Aux environs de minuit, ils s’arrêtèrent dans une salle aux murs nus, absolument vide. Le froid s’abattit sur eux, alors que la fatigue et la faim commençaient à leur donner des vertiges. Epuisée, Diane s’écroula sur un tas de gravats. Giovanni souffla :
— Il n’y a qu’une seule zone que nous n’avons pas fouillée.
Elle acquiesça. Sans autre commentaire, ils se remirent en marche et se dirigèrent vers le cercle de pierre. Après avoir emprunté de nouveaux couloirs, traversé de nouveaux patios, ils atteignirent une salle que Diane reconnut à l’instant: l’antichambre du tokamak. Sur la gauche, elle repéra une pièce qui ressemblait à un vestiaire. Elle y découvrit des houppelandes, comme celle que portait Bruner sur le périphérique. Elle trouva aussi des masques, des gants et des compteurs Geiger. Les deux compagnons endossèrent les équipements et attrapèrent des instruments de mesure.

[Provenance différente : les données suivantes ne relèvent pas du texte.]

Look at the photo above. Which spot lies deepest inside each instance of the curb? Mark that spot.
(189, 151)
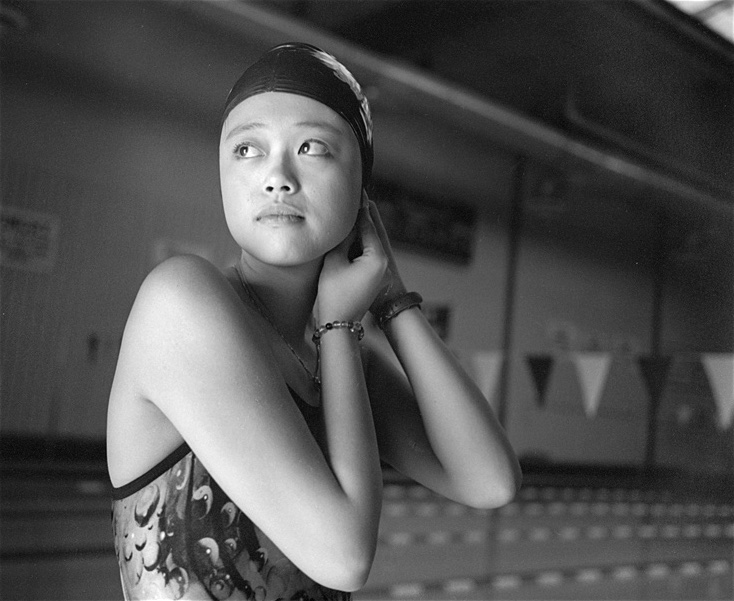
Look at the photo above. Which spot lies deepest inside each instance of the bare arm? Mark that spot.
(195, 356)
(435, 425)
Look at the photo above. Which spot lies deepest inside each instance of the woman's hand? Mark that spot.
(347, 288)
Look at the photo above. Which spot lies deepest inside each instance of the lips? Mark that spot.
(280, 214)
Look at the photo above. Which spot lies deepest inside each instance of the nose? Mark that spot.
(280, 177)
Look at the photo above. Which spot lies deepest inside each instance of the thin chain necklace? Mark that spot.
(265, 313)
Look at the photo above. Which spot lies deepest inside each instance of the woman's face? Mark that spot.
(290, 172)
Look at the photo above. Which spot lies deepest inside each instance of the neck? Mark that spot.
(285, 294)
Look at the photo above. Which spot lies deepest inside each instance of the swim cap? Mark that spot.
(299, 68)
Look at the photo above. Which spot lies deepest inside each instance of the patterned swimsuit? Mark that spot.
(178, 536)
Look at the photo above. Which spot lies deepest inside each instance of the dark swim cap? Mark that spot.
(303, 69)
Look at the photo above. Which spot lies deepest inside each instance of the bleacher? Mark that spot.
(564, 537)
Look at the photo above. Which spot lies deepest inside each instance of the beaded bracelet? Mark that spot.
(402, 303)
(353, 326)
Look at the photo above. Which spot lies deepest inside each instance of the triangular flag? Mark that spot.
(486, 367)
(592, 369)
(540, 367)
(720, 371)
(654, 372)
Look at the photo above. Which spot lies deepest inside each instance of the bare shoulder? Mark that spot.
(185, 334)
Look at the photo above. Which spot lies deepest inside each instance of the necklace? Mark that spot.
(265, 313)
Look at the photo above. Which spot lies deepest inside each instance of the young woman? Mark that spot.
(248, 415)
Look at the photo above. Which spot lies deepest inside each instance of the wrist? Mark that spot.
(351, 326)
(389, 311)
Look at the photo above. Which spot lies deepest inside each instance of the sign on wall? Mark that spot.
(28, 239)
(440, 228)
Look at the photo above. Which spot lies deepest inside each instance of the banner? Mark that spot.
(720, 371)
(541, 367)
(592, 369)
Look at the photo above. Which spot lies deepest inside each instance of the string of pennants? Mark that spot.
(593, 368)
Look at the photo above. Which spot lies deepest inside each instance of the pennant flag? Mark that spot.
(654, 372)
(486, 367)
(540, 368)
(720, 371)
(592, 369)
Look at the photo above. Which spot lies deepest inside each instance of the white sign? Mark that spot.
(28, 239)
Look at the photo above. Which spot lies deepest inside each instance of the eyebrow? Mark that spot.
(253, 125)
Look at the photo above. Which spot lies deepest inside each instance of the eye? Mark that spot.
(314, 148)
(245, 150)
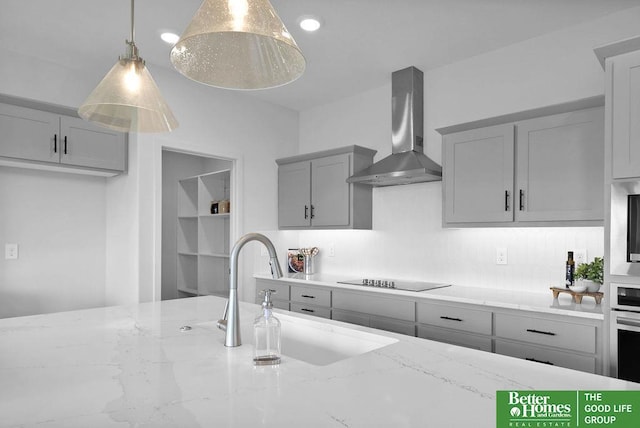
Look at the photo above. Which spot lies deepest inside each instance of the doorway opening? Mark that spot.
(197, 224)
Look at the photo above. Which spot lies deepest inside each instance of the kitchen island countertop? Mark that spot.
(538, 301)
(133, 366)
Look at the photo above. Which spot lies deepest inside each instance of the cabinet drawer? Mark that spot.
(576, 337)
(281, 290)
(547, 356)
(457, 318)
(394, 326)
(387, 307)
(311, 310)
(311, 296)
(455, 338)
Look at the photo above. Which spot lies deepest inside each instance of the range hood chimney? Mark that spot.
(407, 164)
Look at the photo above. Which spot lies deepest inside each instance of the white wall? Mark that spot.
(58, 220)
(407, 240)
(212, 122)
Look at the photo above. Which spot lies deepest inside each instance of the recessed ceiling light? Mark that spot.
(169, 38)
(309, 23)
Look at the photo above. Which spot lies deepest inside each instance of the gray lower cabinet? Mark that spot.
(313, 192)
(312, 301)
(543, 170)
(281, 296)
(563, 341)
(549, 341)
(457, 325)
(31, 135)
(384, 313)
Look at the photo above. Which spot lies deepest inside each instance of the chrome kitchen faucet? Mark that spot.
(230, 321)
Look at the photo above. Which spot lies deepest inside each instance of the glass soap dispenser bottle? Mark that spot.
(266, 331)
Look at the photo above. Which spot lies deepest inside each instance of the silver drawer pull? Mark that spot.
(538, 361)
(628, 321)
(450, 319)
(548, 333)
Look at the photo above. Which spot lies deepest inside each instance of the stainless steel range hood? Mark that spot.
(407, 164)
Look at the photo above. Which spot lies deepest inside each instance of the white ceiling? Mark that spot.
(360, 44)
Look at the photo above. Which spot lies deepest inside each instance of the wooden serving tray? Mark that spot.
(577, 297)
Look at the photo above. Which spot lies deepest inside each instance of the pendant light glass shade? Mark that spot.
(128, 99)
(238, 44)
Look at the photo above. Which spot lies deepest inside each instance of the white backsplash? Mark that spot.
(408, 242)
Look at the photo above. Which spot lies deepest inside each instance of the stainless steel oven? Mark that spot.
(625, 331)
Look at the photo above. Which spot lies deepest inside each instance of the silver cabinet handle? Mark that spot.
(628, 321)
(547, 333)
(538, 361)
(450, 318)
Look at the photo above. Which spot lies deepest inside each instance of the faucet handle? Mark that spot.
(267, 292)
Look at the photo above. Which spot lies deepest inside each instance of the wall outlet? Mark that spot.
(11, 251)
(501, 256)
(579, 256)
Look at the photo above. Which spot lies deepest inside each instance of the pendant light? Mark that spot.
(127, 99)
(238, 44)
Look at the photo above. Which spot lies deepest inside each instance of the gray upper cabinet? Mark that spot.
(536, 171)
(29, 134)
(91, 146)
(478, 175)
(561, 167)
(313, 192)
(625, 130)
(34, 136)
(294, 194)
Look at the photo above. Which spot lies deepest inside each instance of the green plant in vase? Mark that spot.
(590, 275)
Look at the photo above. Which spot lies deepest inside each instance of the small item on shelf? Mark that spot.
(266, 330)
(577, 296)
(295, 261)
(569, 270)
(308, 254)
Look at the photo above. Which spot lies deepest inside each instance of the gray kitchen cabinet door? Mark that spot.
(29, 134)
(84, 144)
(560, 167)
(329, 191)
(625, 111)
(478, 175)
(294, 194)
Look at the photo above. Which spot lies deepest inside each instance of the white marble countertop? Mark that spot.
(523, 300)
(132, 366)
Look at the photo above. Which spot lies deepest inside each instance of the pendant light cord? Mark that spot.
(132, 21)
(132, 51)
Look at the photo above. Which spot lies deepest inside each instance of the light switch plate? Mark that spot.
(11, 251)
(579, 256)
(501, 256)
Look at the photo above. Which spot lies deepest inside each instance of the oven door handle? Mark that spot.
(628, 321)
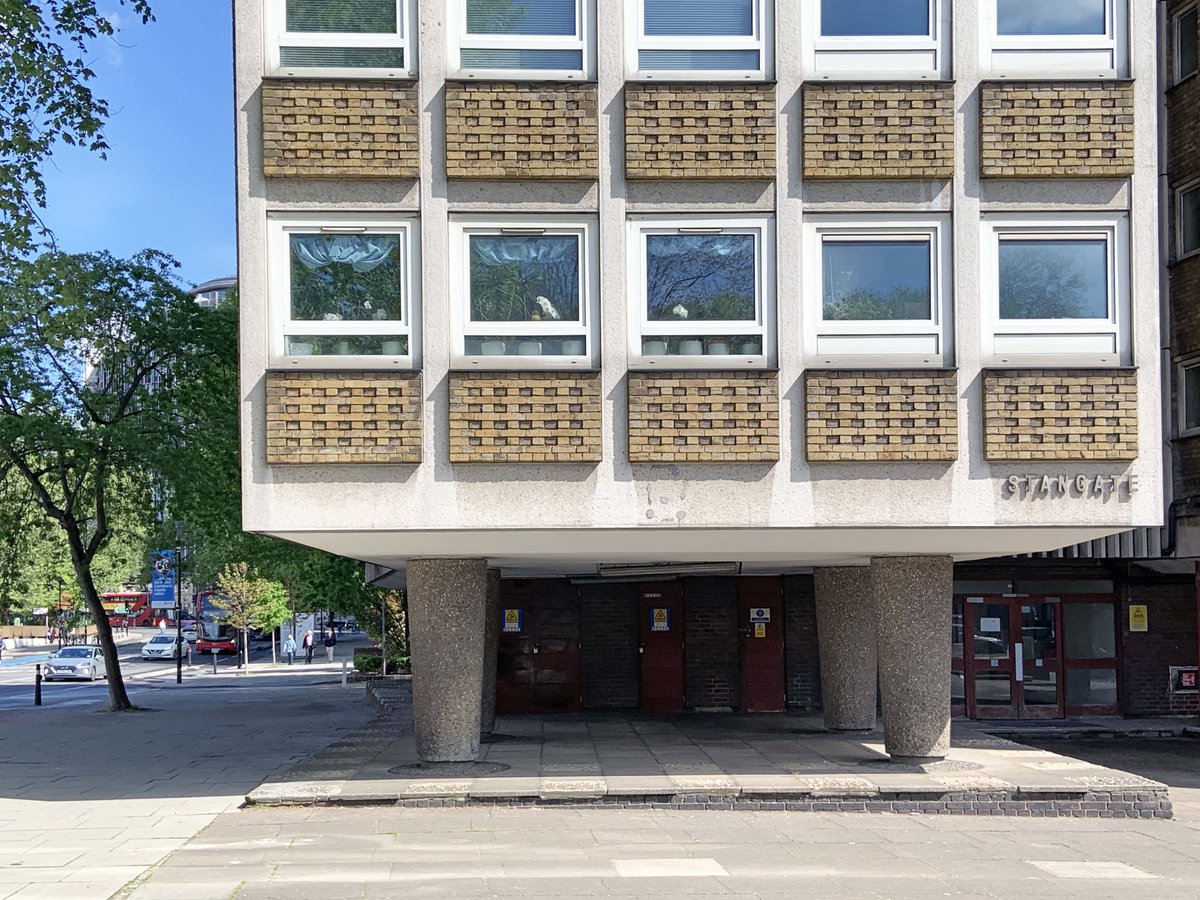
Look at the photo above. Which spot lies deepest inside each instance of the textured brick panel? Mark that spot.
(509, 130)
(879, 131)
(525, 417)
(1060, 414)
(876, 417)
(340, 129)
(1056, 130)
(700, 131)
(703, 417)
(343, 418)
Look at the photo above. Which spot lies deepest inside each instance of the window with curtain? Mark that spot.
(343, 291)
(359, 36)
(702, 292)
(538, 36)
(700, 37)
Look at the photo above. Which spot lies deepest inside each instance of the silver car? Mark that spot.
(79, 663)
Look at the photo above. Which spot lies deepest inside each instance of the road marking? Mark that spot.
(1090, 870)
(669, 868)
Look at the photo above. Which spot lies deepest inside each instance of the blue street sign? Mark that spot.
(162, 580)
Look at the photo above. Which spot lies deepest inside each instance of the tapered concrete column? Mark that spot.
(846, 639)
(913, 598)
(447, 604)
(491, 649)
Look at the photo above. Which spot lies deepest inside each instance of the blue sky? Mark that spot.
(168, 180)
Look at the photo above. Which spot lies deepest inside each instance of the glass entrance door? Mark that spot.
(1012, 663)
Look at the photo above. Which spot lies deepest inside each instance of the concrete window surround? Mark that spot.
(279, 40)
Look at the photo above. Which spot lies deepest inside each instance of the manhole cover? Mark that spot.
(449, 769)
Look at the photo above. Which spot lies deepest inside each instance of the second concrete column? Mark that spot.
(447, 607)
(913, 599)
(846, 640)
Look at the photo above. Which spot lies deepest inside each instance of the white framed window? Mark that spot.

Ils pénétrèrent dans la couronne. Cette fois, les néons ne s’allumèrent pas. Giovanni s’approcha d’un gros interrupteur et esquissa le geste de le déclencher. Diane lui saisit le bras et murmura, à travers son masque :
— Non. Seulement nos lampes.
Ils continuèrent à avancer, poing serré sur leur torche qui se balançait à la cadence de leurs pas, franchissant des brumes de poussière dans l’obscurité. Ils longeaient le mur courbe et lépreux, en quête d’un orifice, d’une ouverture qui révélerait un espace secret.
— Là.
Giovanni tendait sa main gantée vers une porte, encastrée dans la paroi interne du cercle. Ils durent se mettre à deux pour la déverrouiller. Diane eut une hésitation face à la bouche d’ombre qui s’ouvrit. L’ethnologue passa devant elle, portant sa torche en éclaireur. Après un temps, elle lui emboîta le pas et referma la paroi. Dans un nouveau sas, elle jeta un regard à son compteur : l’aiguille ne bougeait plus — la radioactivité était absorbée. Elle arracha son masque et découvrit un escalier en spirale que son complice descendait déjà. Les marches suivaient la courbe d’un énorme pylône de soutènement. Ils étaient en train de passer sous le plateau du tokamak, parmi les fondations de la machine.